How many times in my life have I thought about trying something but because the timing just wasn't right in my mind, opted out? I couldn't begin to keep track. But I can look back and see that most of my biggest regrets came from trying to wait for the perfect time. Sometimes my idea of perfect timing was based on what I felt other people would approve of. Sometimes it was based upon my religious beliefs. Other times it was based on what I felt was needed for other people... and under all of it was fear.
Fear of not being successful, fear of hurting someone else, fear of hell, fear of offending others... I know I am not the only person who looks back and wishes I could be looking back on more 'failures' than lack of trying. There are also a multitude of those classic cases of hindsight being 20/20 and realizing that if I had done (or tried) for what would have genuinely made me happy, then life would have been better for those who depended upon me too!

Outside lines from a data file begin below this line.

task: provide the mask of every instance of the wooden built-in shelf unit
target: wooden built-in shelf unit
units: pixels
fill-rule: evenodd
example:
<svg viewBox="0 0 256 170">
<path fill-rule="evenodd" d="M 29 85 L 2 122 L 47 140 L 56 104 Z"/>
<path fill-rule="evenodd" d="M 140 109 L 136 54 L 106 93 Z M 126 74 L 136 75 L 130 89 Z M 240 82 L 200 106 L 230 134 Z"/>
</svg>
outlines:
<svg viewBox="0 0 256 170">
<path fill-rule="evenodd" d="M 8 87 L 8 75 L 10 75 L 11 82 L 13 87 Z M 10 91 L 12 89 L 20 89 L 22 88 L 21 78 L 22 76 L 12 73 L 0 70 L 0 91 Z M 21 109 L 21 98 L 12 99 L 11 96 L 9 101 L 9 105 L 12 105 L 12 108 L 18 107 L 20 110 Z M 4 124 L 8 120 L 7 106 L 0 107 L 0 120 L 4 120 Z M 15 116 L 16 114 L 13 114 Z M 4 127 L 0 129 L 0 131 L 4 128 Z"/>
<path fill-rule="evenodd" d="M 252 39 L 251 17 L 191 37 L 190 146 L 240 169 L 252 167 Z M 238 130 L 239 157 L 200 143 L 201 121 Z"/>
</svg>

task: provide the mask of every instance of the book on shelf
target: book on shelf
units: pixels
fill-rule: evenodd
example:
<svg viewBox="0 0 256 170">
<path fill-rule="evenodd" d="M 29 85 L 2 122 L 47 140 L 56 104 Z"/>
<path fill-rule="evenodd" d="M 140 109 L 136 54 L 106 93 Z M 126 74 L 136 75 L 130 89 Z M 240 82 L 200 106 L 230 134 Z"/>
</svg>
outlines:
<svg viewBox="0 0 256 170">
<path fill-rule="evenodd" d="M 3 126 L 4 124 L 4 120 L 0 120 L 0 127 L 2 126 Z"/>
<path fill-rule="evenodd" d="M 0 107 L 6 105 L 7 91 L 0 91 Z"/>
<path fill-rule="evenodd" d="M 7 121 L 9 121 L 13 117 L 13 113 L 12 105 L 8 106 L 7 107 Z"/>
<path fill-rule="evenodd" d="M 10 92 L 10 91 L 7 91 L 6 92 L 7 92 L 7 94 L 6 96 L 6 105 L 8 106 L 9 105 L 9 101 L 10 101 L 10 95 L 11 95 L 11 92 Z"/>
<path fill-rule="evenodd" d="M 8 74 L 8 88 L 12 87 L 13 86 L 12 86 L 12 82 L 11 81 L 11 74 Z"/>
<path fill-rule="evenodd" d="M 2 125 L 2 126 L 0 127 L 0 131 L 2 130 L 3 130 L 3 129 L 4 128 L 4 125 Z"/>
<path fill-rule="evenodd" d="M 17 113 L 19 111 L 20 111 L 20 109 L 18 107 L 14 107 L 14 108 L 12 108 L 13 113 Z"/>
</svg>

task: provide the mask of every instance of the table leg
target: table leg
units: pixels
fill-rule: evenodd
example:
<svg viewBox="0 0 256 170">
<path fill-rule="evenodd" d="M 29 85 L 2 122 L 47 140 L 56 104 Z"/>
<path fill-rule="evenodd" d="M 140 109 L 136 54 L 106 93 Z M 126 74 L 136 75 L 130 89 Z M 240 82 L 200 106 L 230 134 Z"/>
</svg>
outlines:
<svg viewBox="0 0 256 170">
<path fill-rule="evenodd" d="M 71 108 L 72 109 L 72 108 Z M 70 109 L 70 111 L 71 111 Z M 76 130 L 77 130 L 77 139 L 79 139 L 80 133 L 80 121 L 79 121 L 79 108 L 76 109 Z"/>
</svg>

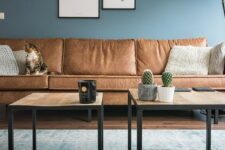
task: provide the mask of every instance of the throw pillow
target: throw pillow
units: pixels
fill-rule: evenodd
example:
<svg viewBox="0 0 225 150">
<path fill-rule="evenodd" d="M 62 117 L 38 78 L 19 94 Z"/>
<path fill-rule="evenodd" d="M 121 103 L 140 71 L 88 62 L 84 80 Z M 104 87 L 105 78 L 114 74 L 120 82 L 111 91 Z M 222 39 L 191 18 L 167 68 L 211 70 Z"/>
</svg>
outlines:
<svg viewBox="0 0 225 150">
<path fill-rule="evenodd" d="M 174 75 L 207 75 L 210 47 L 174 46 L 165 71 Z"/>
<path fill-rule="evenodd" d="M 209 74 L 223 74 L 225 57 L 225 42 L 211 49 Z"/>
<path fill-rule="evenodd" d="M 18 75 L 19 69 L 12 49 L 0 45 L 0 75 Z"/>
<path fill-rule="evenodd" d="M 16 61 L 19 67 L 19 73 L 22 75 L 25 74 L 27 53 L 25 52 L 25 50 L 19 50 L 19 51 L 13 51 L 13 54 L 16 58 Z"/>
</svg>

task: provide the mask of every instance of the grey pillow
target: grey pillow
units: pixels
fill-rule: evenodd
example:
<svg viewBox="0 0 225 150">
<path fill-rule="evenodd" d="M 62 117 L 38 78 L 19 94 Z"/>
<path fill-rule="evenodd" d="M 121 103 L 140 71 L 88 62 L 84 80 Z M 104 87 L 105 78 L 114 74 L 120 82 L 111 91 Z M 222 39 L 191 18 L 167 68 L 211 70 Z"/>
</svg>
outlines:
<svg viewBox="0 0 225 150">
<path fill-rule="evenodd" d="M 19 51 L 14 51 L 13 54 L 16 58 L 16 61 L 19 67 L 19 73 L 22 75 L 25 74 L 27 53 L 25 52 L 25 50 L 19 50 Z"/>
<path fill-rule="evenodd" d="M 0 45 L 0 75 L 18 75 L 19 69 L 12 49 L 8 45 Z"/>
<path fill-rule="evenodd" d="M 223 74 L 225 57 L 225 42 L 211 49 L 209 60 L 209 74 Z"/>
</svg>

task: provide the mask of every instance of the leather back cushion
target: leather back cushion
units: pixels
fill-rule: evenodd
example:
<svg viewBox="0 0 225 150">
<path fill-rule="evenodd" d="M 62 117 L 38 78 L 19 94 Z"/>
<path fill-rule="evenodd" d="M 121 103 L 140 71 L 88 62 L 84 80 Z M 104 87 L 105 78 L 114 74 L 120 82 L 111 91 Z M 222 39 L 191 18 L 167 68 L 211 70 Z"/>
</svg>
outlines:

But part of trying is realizing that other people are going to feel its not good timing for them. Thus, as I start to try more in my life, I find myself with many opportunities to either wait for other people or move along. Leading me to a simple question with no simple answers: is there anyone who is worth putting my life on hold for? Naturally when it comes to our children we must alter our thinking in order to put them first... but children thrive in a variety of situations and I wish I had been braver in chasing my own needs as well as theirs when they were younger. Back to the question- I am personally leaning toward saying there is no one worth putting our lives on hold for. Why? Because we don't know what's ahead. Because anyone who would want us to stop looking forward and chasing our goals/dreams is not someone who genuinely loves us. And because when it comes to people who really need us, there are usually creative ways to keep moving forward- even if its just slowly (like needing to care for an ill parent, etc.).

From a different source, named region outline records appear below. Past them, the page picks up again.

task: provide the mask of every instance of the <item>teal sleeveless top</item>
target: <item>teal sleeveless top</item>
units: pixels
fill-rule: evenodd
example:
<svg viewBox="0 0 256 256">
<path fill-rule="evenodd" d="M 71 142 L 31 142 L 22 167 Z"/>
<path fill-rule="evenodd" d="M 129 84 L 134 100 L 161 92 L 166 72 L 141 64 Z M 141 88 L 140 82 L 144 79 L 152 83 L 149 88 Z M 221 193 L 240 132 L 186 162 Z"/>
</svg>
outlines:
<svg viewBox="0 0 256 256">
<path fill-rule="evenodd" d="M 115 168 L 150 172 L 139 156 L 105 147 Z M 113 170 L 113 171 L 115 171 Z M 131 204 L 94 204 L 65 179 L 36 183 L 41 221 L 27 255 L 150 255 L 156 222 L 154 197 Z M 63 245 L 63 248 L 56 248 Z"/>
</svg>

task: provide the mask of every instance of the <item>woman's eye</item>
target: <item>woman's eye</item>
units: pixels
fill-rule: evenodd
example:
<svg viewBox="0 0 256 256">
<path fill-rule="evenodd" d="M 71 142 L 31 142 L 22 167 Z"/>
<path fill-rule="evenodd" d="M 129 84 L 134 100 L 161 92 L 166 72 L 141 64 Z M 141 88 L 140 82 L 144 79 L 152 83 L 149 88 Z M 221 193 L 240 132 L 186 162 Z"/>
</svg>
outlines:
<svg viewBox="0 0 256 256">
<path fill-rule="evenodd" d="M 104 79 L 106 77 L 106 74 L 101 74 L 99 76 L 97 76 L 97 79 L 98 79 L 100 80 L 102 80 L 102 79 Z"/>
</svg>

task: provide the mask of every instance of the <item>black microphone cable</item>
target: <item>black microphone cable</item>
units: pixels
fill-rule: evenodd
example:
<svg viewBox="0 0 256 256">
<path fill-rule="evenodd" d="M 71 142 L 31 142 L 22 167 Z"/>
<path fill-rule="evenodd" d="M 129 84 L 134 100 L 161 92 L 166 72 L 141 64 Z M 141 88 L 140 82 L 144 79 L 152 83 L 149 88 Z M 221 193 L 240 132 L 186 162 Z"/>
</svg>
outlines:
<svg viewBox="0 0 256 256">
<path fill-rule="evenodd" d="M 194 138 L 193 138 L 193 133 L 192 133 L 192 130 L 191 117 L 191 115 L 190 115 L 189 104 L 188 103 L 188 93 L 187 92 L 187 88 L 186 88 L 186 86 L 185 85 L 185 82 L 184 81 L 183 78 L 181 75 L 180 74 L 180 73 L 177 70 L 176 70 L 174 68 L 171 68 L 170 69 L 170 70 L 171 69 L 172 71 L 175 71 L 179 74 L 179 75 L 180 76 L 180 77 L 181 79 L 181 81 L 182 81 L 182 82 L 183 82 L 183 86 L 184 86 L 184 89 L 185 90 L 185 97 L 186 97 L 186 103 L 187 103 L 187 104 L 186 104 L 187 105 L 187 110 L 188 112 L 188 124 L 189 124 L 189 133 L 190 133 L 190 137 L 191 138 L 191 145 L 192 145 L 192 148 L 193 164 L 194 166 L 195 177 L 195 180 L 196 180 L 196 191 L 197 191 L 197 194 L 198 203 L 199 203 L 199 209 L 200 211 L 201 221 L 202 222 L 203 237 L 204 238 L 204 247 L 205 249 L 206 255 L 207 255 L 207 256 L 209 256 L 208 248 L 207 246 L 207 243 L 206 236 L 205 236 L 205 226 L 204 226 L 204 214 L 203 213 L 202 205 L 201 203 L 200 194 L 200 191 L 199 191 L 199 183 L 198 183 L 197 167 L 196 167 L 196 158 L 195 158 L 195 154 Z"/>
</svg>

It sucks realizing that the fulfillment of a wish or dream is ultimately in another person's hands. But ironically it is also what would make the end result more wonderful; knowing that person loves you back or believes in you too. And I recently put myself 'out there'. It was scary and hard and I don't regret it one bit. But it left that wish in someone else's hands and the time isn't right for them. It may never be right for them and I have to be okay with that. Because I don't know what's ahead for me and I'm not going to stop chasing after dreams. They will just be different dreams. And now that I've put myself out there, people can know where I stand, what my feelings are. They can choose to come along on this wild ride or follow their own path.
That would have been a pretty little end to this post right up there. But it brought up another thought for me. Isn't it amazing and wonderful how our own dreams naturally alter and merge with a loved one when they choose to join us? When two people both care about each other so much that they want to see the other person's dreams and goals fulfilled they become one beautiful entity of sorts in this messy world of ours. Of course that sounds like a perfect little situation and we should all know my now that isn't reality. But when I say that, I say it knowing about the inevitable disagreements and hurts and curveballs life likes to throw. And I view the reality of two people in love through all of those challenges beautiful.